Objective: To establish a RT-PCR method for mouse encephalomyelitis virus and apply it preliminarily.
Methods: Design specific primers based on the genome sequence of the TMEVGDVII strain (GI: 62039) published by NCBI, establish an RT-PCR method, verify the sensitivity and specificity of the method, and check the brain cavity inoculation method 9 BALB/c mice and samples After 6 days, samples of animal brain, heart, liver, spleen, lung, kidney, appendicitis contents and serum were taken, and the established method was used. At the same time, 100 samples were tested for the contents of appendicitis in mice and the method was preliminarily applied.

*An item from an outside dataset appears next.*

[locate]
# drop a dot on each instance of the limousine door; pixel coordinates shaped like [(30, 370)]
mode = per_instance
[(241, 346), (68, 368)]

Results: Using GDVIINA as a template, the established RT-PCR method can amplify a single band of about 371 bp. The sensitivity verification shows that the minimum detectable GDVII cDNA is 0.69 pg/μL. Explain that there is. And with lymphocytic choriomeningitis virus, Japanese encephalitis virus, murine norovirus and normal mouse brain tissue as controls for method specific verification, no target bands appeared. After the infected mice were inoculated into the brain cavity, all mice experienced varying degrees of discomfort and hind limb paralysis on the third day of inoculation. On the fifth day, 2 mice died (heart, liver, spleen, lung, kidney, brain). GDVIINA was detected in the brain tissues of 100 mice, but no other tissues were detected. The contents of the cecum of 100 mice were tested, and the results were all negative.
Conclusion: The T-PCR method established by the TMEVGDVII strain can effectively detect viral mouse tissue infections and can be used as a powerful supplement to the national standards for experimental animals.